Ministers from Opec and non-Opec countries have discussed extending cuts on production for another six months beyond June, in an effort to keep oil prices from falling further.
In December, the Opec and non-Opec producers agreed to cut oil output by 1.8 million barrels per day for six months to cut swelling inventories and balance the supply demand equation, a move that resulted in a price recovery.
Prices of Brent crude only a few weeks ago were threatening to break $60, but began to fall following reports last week of a growing surplus, due largely to surge in American shale oil. The renewed call to keep a cap on production comes as Brent crude prices approach the keenly-watched $50 per barrel mark.
The Joint OPEC/Non-OPEC Ministerial Monitoring Committee (JMMC), who were meeting in Kuwait, said in a statement that “Certain factors, such as low seasonal demand, refinery maintenance, and rising non-OPEC supply, have slowed down the positive impact of the production adjustments on inventory drawdowns,” the statement said.

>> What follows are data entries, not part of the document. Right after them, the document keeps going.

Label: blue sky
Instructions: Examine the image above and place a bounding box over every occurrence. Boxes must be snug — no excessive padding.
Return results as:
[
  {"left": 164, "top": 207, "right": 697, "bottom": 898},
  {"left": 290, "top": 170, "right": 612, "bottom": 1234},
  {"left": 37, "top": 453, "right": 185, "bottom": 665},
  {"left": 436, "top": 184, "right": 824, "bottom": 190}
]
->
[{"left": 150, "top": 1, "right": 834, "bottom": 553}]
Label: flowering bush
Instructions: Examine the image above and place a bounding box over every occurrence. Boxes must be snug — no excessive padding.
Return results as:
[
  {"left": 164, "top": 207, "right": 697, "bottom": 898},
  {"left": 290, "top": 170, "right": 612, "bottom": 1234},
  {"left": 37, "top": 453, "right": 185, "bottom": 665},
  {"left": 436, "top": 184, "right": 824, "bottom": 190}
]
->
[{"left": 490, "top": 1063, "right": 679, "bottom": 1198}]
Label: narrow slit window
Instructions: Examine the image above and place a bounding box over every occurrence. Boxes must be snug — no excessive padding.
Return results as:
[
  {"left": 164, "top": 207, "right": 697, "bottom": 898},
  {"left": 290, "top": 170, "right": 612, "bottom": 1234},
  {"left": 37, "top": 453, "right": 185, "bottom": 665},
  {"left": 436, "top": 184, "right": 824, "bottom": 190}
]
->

The statement further said that group would “... review the oil market conditions and revert to the monitoring committee in April 2017 regarding the extension of the voluntary production adjustments... in order to ensure market stability.”
Analysts said the oil producers have no other choice than talk about cutting more output.
“This was frankly the only option Opec had on the table. With Brent crude trading close to and in danger of breaking below $50 verbal intervention was once again required,” said Ole Hansen, head of commodity strategy at Saxo Bank.